How to handle utf8 on the command line (using Perl

2019-04-04 03:27发布

问题:

How can I handle utf8 using Perl (or Python) on the command line?

I am trying to split the characters in each word, for example. This is very easy for non-utf8 text, for example:

$ echo "abc def" | perl -ne 'my @letters = m/(.)/g; print "@letters\n"' | less
a b c   d e f

But with utf8 it doesn't work, of course:

$ echo "одобрение за" | perl -ne 'my @letters = m/(.)/g; print "@letters\n"' | less
<D0> <BE> <D0> <B4> <D0> <BE> <D0> <B1> <D1> <80> <D0> <B5> <D0> <BD> <D0> <B8> <D0> <B5>   <D0> <B7> <D0> <B0>

because it doesn't know about the 2-byte characters.

It would also be good to know how this (i.e., command-line processing of utf8) is done in Python.

回答1:

The "-C" flag controls some of the Perl Unicode features (see perldoc perlrun):

$ echo "одобрение за" | perl -C -pe 's/.\K/ /g'
о д о б р е н и е   з а 

To specify encoding used for stdin/stdout you could use PYTHONIOENCODING environment variable:

$ echo "одобрение за" | PYTHONIOENCODING=utf-8 python -c'import sys
for line in sys.stdin:
    print " ".join(line.decode(sys.stdin.encoding)),
'
о д о б р е н и е   з а 

If you'd like to split the text on characters (grapheme) boundaries (not on codepoints as the code above) then you could use /\X/ regular expression:

$ echo "одобрение за" | perl -C -pe 's/\X\K/ /g'
о д о б р е н и е   з а 

See Grapheme Cluster Boundaries

In Python \X is supported by regex module.



回答2:

"Hey", I thought, "how difficult could this be in Perl?"
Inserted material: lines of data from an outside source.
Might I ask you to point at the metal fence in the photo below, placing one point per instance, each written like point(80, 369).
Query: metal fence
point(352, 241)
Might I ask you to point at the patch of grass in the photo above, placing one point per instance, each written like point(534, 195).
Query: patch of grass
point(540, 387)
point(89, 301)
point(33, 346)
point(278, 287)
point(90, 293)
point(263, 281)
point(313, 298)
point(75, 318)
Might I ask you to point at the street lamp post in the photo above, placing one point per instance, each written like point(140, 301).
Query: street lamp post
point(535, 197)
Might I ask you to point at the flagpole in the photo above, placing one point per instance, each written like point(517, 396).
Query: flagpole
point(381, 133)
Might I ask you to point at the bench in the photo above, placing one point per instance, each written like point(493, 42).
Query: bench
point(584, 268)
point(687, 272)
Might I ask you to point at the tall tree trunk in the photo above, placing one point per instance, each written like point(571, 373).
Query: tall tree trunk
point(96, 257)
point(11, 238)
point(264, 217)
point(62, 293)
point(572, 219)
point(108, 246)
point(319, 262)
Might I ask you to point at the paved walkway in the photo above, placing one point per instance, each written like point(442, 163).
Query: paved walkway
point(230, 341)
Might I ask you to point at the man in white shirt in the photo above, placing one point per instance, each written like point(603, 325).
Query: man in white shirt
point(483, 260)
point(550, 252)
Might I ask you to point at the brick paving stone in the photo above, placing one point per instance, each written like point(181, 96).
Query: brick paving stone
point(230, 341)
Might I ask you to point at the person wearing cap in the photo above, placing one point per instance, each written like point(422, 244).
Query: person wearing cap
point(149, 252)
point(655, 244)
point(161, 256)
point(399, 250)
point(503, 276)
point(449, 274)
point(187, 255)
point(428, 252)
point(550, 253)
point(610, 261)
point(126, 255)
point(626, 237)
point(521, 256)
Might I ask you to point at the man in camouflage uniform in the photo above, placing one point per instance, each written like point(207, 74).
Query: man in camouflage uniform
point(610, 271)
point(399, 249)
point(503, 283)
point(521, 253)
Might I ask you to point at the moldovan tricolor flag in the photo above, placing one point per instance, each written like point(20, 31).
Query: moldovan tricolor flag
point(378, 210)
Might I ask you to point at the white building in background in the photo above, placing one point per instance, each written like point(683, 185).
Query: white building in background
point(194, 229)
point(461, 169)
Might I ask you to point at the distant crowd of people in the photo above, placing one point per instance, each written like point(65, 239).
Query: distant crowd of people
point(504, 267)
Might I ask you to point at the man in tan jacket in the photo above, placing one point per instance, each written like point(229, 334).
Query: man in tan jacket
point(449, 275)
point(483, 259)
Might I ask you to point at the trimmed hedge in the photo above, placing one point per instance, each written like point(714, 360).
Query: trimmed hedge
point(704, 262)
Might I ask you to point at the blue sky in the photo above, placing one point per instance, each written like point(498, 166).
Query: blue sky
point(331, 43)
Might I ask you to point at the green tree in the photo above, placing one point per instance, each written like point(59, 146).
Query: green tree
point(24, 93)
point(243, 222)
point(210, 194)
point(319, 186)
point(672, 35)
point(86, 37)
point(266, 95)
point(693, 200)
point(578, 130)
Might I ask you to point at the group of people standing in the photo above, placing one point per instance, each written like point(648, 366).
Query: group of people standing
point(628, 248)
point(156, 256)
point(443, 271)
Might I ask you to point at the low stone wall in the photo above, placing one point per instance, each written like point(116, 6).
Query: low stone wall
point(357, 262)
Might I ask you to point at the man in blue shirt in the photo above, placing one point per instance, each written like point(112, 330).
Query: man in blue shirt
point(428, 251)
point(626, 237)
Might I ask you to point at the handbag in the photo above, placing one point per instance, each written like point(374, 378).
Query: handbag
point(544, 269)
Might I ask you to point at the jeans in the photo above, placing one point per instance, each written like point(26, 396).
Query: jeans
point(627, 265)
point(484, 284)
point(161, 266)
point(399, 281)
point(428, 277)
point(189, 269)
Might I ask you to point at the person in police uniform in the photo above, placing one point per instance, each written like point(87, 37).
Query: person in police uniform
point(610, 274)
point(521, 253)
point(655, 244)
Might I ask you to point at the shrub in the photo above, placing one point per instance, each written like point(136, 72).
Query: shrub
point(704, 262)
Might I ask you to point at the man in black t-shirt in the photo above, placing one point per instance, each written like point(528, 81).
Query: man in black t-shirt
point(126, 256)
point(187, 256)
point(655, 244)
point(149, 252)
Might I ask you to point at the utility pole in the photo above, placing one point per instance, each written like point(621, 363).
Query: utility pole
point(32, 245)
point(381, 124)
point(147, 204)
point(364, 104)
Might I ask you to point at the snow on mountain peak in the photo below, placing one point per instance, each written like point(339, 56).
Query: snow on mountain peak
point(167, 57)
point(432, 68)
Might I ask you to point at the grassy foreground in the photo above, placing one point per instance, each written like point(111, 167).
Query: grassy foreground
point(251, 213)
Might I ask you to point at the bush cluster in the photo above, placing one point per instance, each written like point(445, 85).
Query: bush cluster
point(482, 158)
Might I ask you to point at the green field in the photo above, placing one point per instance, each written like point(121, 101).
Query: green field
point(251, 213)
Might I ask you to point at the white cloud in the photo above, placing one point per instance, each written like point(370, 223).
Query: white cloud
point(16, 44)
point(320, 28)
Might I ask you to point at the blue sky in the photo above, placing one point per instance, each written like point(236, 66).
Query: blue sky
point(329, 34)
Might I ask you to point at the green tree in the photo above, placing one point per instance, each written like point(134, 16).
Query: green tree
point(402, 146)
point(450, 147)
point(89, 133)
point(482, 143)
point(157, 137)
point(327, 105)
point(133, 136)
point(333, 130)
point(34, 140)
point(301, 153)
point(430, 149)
Turns out it's pretty easy. Unfortunately, finding out how took me longer than I thought.

A quick glance at use utf8 showed me that this is now obsolete. Perl's binmode looked promising, but not quite.

Found there's a Perluniintro which lead me to Perlunicode which said I should look at Perlrun. Then, I found what I was looking for.

Perl has a command line switch -C which switches Perl to Unicode. However, the -C command line switch also requires a few options. You need to specify what's in unicode. There's a convenient chart that shows you the various options. It would appear that perl -C by itself would be fine. This combines various options which is equivalent to -CSDL or -C255. However, that means if your LOCALE isn't set to unicode, Perl won't work in Unicode.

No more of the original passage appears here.